L’intero isolato comprende chiesa e monastero. La prima chiesa sorse nel 1545, dedicata a Santa Maria di Costantinopoli, sull’area del giardino che si trova al centro del monastero delle suore Redentoriste.

I lavori non furono mai completati per mancanza di fondi e la struttura rimase abbandonata fino al 1609 quando i lavori ripresero completando la chiesa che divenne sede delle pratiche di pietà e di penitenza dei religiosi laici. Nel 1762 quando arrivò nella diocesi il Vescovo Alfonso Maria de’ Liguori la chiesa era stata inglobata al centro della struttura del monastero. Egli decise di abbatterla trasformando l’area nell’attuale giardino.

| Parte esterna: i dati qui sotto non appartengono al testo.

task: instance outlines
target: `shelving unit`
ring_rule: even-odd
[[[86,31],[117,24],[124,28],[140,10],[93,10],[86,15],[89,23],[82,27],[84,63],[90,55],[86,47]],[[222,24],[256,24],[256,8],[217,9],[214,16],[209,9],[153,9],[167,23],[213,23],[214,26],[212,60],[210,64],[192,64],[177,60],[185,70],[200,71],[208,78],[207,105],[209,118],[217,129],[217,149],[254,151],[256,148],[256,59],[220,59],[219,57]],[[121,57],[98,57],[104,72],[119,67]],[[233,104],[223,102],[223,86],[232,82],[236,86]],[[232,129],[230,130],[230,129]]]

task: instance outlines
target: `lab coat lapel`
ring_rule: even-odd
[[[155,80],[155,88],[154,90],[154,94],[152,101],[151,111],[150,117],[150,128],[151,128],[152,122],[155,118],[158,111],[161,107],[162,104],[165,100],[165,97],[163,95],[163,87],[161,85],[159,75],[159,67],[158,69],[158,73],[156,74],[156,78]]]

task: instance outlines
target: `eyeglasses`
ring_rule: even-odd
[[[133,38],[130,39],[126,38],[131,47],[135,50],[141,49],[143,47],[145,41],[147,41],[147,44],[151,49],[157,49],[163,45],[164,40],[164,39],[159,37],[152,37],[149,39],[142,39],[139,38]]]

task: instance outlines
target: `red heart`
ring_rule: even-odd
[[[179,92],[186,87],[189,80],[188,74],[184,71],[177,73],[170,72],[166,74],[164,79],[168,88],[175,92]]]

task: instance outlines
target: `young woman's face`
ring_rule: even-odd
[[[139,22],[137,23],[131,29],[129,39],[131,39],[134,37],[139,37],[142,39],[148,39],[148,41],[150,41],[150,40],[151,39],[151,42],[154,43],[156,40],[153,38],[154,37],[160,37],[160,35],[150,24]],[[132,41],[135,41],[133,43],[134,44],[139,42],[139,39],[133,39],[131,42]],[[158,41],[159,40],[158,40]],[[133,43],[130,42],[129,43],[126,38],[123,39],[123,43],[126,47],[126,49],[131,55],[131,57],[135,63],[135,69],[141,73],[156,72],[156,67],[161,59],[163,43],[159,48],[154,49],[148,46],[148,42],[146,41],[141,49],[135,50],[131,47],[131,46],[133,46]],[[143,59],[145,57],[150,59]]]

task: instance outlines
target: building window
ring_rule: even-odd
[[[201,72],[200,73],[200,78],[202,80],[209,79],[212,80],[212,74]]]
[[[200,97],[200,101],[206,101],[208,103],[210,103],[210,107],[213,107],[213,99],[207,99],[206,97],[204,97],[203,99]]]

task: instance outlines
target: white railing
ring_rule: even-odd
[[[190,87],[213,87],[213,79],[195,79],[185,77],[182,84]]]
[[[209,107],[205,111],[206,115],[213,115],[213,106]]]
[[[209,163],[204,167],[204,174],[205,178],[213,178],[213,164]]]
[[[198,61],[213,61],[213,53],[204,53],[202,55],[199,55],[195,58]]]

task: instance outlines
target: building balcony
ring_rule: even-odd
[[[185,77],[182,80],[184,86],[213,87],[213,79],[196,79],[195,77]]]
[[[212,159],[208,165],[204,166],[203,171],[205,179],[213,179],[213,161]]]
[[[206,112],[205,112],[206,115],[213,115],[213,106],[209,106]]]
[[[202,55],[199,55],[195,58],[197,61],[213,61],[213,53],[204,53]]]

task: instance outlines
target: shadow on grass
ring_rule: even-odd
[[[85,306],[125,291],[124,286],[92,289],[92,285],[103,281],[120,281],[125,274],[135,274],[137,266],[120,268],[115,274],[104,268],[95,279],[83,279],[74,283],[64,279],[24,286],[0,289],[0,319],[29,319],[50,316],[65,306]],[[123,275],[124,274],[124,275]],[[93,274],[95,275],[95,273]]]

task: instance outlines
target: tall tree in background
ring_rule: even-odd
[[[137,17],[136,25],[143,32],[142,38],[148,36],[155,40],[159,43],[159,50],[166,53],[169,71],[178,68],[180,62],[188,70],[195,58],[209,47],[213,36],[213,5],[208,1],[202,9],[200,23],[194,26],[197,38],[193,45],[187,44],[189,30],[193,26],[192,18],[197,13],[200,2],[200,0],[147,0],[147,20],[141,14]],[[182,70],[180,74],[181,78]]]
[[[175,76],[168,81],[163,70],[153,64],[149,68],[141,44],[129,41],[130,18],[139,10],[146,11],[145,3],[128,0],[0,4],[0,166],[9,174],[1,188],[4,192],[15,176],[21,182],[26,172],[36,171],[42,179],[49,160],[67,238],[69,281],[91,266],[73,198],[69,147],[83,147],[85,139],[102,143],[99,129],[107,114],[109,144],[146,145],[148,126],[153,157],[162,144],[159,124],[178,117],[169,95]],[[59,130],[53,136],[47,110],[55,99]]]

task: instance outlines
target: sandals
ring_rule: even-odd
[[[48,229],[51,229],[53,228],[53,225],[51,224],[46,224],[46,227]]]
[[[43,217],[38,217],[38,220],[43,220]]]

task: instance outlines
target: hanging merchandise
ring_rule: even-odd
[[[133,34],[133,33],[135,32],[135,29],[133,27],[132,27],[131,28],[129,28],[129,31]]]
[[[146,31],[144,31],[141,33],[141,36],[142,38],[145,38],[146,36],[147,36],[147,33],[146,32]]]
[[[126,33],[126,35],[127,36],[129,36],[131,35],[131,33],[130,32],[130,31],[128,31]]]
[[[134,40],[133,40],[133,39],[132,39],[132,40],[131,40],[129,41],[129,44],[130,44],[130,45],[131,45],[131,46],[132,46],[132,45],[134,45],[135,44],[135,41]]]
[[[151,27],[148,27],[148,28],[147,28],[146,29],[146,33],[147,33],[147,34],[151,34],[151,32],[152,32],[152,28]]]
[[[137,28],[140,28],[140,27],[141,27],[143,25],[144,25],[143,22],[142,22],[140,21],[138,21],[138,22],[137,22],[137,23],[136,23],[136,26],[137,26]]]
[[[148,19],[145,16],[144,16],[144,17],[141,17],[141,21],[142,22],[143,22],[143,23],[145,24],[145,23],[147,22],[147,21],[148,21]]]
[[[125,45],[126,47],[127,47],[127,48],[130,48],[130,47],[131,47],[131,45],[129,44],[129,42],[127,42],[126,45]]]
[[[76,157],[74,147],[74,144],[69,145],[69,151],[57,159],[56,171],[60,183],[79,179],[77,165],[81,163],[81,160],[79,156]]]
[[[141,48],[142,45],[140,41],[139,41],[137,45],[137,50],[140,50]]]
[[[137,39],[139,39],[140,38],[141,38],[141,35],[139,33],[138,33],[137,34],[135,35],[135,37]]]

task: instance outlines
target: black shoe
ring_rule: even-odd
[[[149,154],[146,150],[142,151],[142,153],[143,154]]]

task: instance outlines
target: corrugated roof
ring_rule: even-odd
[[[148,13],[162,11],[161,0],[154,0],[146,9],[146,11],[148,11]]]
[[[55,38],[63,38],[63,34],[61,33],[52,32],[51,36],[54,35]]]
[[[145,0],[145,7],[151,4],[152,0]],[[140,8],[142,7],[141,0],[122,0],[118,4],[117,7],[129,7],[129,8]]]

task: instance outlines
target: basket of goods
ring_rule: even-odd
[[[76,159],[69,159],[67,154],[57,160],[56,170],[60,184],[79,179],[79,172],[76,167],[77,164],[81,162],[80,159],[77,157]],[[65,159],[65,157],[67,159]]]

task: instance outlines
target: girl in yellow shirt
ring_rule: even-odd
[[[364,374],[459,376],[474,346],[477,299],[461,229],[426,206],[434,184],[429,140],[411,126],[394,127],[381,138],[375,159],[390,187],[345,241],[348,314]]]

La chiesa di oggi è frutto della totale ristrutturazione dell’esistente chiesa di San Bartolomeo de Ferraris proprio accanto al monastero e che oggi prende il nome di Santa Maria di Costantinopoli in ricordo di quella abbattuta.

L’interno è ad unica navata in stile barocco, con quattro piccole cappelle laterali. Al lato sinistro del transetto si trova una cappella dedicata al Redentore di fronte alla quale è posizionato il coretto delle monache.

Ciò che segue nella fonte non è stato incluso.